Cecilia Vicuña, from London to New York
Cecilia Vicuña, from London to New York
From 27 May to 5 September 2022, the Guggenheim Museum in New York presents "Spin Spin Triangulene", an exhibition of the work of Chilean artist Cecilia Vicuña (b. 1948), who was recently commissioned by the Tate Modern to create a major art installation.
Source: Guggenheim Museum, New York / Tate Modern, London · Image: Cecilia Vicuña, “Autobiografía” (Autobiography) (detail), 1971. Oil on canvas, 59,7 x 64,1 cm. © Cecilia Vicuña.
It has been a successful two months for Cecilia Vicuña.
Following the announcement on 30 March that the Tate Modern would commission the Chilean artist to create its annual art installation for the Turbine Hall, less than two months later the Guggenheim Museum in New York is opening "Spin Spin Triangulene", an exhibition that traces more than half a century of the artist's career.

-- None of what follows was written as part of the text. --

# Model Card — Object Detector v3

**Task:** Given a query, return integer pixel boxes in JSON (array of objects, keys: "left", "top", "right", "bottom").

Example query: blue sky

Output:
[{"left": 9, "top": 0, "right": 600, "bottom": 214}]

Born in 1948 in Santiago de Chile, Vicuña was forced into exile after Augusto Pinochet's coup d'état against Salvador Allende. Since then, as Tate Modern explained in announcing the commission for Turbine Hall, "this sense of impermanence, and a desire to preserve and pay tribute to the country’s indigenous history and culture have characterised her career, spanning half a century. Vicuña’s ephemeral and environmentally conscious work combines the tactile ritual of weaving with assemblage, poetry, performance, and painting."
This multidisciplinary approach of Vicuña's is reflected in the Guggenheim exhibition, which includes paintings, works on paper, textiles, films, a Quipu installation created specifically for the exhibition, and even a performance of a "living" Quipu, commissioned by the museum's Latin American Circle. These quipus are, as the Guggenheim Museum describes them, "soft sculptures made of suspended strands of knotted and unspun wool sometimes combined with found objects. The khipu (knot) was knotting made of colored threads to convey complex narrative and numerical information, a system created in the Andes in South America and later abolished by European colonizers. Vicuña reimagines her Quipus as a poetic response against cultural, ecological, and economic disparities."
The exhibition also includes "Palabrarmas" (“word weapons”), poems or riddles created through textiles, film and works on paper, and charged with a message of political or social commitment.